Qubittron Bastion
Best practices

API key management

How to issue, store, scope, and rotate Bastion API keys without leaking them.

API keys (qbt_...) are the only credential the Bastion API accepts. Treat them like passwords — leakage is a billing and data-access risk.

Issue one key per environment and per service

Use a distinct key for each combination of (environment, service). Keys are cheap to create and they give you a clean audit and revocation surface.

EnvironmentServiceExample key label
devlocal laptopdev-laptop-<initials>
stagingapi workerstaging-api-worker
prodapi workerprod-api-worker
prodbatch jobprod-batch-nightly

Mixing environments (one key powering both staging and prod) defeats audit logs and means revoking a leak takes down everything.

Store keys in a secrets manager — never in client code

A key in client-side JavaScript, a mobile app binary, or a public Git history is compromised the moment it ships. Acceptable homes:

  • AWS Secrets Manager / SSM Parameter Store
  • HashiCorp Vault
  • GCP Secret Manager
  • GitHub Actions / GitLab CI encrypted secrets
  • 1Password / Doppler (for developer machines)

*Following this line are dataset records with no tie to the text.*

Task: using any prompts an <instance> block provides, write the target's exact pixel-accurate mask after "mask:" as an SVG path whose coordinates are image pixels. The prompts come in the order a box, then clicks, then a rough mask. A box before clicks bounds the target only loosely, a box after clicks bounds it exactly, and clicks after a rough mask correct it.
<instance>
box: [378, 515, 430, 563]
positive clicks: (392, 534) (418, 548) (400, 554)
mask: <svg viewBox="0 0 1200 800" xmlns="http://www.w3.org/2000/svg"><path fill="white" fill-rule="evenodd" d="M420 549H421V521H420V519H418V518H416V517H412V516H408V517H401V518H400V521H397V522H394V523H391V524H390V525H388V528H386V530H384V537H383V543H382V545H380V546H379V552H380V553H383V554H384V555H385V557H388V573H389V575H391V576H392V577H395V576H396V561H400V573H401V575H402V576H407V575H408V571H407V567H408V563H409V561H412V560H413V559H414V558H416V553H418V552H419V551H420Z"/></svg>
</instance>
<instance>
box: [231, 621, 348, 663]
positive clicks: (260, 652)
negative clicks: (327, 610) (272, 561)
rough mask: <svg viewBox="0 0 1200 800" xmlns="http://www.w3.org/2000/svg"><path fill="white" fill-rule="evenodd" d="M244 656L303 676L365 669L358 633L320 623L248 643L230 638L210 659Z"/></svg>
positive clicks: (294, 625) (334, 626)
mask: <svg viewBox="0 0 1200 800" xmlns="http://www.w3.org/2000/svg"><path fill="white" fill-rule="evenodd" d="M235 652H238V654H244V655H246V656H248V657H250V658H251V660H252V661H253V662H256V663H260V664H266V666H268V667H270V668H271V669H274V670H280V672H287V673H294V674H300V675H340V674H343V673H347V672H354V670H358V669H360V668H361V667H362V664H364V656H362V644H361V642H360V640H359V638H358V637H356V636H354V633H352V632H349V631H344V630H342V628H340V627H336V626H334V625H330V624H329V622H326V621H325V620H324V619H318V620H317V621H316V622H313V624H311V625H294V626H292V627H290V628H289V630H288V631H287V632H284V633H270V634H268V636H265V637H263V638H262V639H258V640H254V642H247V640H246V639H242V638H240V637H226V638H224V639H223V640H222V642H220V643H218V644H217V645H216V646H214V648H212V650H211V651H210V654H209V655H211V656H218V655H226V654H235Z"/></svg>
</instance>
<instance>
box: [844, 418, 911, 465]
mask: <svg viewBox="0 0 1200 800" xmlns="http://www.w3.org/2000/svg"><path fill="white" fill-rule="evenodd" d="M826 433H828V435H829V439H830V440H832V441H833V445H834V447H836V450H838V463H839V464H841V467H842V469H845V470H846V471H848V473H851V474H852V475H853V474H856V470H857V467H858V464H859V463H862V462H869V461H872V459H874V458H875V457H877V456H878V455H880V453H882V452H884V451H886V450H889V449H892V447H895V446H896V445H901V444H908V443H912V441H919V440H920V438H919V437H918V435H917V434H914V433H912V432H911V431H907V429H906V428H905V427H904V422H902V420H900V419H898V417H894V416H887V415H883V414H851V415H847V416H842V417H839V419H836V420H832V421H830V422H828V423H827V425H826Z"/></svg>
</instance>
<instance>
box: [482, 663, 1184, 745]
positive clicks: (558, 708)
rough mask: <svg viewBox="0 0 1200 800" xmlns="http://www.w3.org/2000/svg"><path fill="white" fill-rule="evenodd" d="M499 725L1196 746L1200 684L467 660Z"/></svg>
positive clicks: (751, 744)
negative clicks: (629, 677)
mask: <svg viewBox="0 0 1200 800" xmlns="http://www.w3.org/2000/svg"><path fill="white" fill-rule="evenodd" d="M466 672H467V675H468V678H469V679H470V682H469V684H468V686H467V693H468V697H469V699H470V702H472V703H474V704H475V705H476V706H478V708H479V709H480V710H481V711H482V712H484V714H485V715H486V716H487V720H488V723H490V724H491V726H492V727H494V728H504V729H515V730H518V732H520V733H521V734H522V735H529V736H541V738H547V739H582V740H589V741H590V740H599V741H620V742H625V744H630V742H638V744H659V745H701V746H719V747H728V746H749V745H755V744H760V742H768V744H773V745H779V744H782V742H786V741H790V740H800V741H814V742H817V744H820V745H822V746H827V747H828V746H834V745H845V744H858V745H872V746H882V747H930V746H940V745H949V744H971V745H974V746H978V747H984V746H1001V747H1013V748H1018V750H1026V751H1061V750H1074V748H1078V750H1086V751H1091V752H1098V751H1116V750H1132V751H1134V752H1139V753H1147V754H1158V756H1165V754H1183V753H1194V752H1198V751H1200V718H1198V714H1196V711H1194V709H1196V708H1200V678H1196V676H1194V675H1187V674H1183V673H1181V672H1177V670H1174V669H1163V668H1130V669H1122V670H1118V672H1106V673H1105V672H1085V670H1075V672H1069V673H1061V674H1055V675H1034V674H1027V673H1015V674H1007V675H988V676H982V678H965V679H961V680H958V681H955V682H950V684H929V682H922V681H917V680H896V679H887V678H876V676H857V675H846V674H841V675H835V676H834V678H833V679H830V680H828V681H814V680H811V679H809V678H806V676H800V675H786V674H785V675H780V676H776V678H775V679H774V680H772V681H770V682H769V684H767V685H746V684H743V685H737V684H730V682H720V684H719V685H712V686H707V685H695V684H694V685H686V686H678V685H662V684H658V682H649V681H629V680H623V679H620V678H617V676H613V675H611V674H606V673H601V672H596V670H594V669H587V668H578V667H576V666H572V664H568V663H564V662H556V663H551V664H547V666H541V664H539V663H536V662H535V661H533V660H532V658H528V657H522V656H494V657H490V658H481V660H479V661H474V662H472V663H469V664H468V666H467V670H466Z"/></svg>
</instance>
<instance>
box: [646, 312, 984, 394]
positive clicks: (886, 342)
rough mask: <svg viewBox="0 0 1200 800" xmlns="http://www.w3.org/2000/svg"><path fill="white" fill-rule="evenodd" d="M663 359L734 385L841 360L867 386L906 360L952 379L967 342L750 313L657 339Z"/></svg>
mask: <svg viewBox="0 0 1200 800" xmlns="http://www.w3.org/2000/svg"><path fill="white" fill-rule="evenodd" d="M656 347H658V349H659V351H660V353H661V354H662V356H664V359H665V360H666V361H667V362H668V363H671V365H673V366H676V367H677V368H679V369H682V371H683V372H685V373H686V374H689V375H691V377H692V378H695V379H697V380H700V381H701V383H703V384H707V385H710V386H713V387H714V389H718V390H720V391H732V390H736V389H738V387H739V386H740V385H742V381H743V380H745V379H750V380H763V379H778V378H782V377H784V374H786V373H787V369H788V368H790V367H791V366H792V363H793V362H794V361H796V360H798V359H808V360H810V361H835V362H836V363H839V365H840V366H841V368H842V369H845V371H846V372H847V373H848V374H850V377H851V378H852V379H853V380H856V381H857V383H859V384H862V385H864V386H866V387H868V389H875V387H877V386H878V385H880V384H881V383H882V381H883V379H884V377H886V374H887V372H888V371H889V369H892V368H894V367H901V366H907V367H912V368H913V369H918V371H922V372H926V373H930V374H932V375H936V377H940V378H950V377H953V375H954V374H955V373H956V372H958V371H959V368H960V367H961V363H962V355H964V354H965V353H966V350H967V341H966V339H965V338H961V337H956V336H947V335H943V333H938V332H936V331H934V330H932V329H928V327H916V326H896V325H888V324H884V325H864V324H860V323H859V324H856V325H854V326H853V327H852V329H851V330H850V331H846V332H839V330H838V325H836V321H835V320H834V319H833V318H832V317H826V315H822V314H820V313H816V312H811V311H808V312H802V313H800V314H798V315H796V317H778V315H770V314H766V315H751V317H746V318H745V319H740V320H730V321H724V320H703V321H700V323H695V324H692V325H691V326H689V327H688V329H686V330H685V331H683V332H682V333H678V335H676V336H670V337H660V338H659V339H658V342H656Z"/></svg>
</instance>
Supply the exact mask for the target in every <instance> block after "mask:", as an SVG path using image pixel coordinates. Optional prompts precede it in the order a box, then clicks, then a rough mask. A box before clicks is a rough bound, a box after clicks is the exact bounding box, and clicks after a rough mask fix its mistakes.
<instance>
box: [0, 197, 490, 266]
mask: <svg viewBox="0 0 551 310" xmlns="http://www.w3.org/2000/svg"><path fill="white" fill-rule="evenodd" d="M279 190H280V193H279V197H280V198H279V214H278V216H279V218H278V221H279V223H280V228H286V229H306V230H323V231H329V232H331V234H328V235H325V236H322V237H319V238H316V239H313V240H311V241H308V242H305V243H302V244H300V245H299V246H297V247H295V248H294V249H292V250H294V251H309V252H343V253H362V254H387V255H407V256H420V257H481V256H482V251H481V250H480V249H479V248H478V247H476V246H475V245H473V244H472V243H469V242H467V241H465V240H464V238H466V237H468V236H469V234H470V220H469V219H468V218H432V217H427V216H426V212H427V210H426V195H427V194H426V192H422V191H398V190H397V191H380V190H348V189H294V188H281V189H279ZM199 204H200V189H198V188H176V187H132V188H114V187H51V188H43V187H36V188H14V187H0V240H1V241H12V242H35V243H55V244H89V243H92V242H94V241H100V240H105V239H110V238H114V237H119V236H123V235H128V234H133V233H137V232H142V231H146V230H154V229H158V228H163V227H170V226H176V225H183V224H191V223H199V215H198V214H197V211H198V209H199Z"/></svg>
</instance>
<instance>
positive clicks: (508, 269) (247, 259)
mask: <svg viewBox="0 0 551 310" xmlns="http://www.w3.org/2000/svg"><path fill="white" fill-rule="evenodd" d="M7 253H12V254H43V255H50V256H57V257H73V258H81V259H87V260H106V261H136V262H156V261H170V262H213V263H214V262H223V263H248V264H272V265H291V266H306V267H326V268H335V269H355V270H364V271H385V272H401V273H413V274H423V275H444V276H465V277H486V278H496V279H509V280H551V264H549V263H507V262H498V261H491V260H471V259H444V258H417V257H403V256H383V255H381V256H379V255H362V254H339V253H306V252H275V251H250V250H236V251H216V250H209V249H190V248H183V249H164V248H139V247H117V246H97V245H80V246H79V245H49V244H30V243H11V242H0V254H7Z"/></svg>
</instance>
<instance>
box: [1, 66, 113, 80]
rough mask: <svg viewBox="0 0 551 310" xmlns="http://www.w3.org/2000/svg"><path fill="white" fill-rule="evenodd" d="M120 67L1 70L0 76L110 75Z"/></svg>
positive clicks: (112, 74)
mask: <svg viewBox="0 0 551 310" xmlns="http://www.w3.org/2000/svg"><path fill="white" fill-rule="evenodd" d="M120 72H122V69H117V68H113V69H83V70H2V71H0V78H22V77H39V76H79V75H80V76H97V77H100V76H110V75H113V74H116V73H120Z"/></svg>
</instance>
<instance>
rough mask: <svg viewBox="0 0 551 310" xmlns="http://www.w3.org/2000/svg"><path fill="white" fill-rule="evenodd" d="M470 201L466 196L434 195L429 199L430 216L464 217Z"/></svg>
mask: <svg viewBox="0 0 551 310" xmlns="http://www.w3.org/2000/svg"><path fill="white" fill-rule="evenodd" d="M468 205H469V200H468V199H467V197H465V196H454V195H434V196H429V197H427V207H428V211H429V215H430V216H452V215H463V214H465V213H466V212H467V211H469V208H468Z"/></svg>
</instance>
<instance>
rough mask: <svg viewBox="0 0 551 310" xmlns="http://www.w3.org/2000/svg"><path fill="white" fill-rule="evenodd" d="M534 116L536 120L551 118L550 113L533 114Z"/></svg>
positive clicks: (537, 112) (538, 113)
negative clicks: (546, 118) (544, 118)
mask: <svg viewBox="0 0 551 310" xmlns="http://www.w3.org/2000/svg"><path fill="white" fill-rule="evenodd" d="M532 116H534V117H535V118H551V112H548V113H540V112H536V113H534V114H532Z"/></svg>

Inject the secret as an environment variable at runtime — code should only ever read it via process.env.QUBITTRON_API_KEY (or your platform's equivalent).

Rotate on a schedule and on suspected exposure

The dashboard supports rolling rotation: create a new key, deploy services to use it, then revoke the old one. Old and new keys coexist until you revoke, so there's no downtime.

Trigger an immediate rotation when:

  • A key appears in a log, an error report, a stack trace, or a screenshot.
  • A laptop with developer keys is lost or sold.
  • An employee with key access leaves the company.
  • A git log -p shows a key was ever committed (even if reverted — assume Git history is forever).

Test that a key works

A small smoke test is useful right after issuing or rotating a key. It costs nothing and confirms the key is live before you depend on it in code:

curl https://api.qubittron.ai/v1/models \
  -H "Authorization: Bearer $QUBITTRON_API_KEY" \
  -o /dev/null -w "%{http_code}\n"

A 200 means the key is live. A 401 means it's missing, malformed, or revoked.

Never log or echo the raw key

Redact secrets at the logging boundary. Most logging libraries support a redactor or a structured-logging pattern that drops known-secret fields:

const safeHeaders = {
  ...headers,
  authorization: headers.authorization ? "Bearer qbt_***" : undefined,
};
logger.info({ url, headers: safeHeaders }, "outbound request");

Treat error reporters (Sentry, Datadog, etc.) the same way — accidentally shipping headers in an error payload is a common leak path.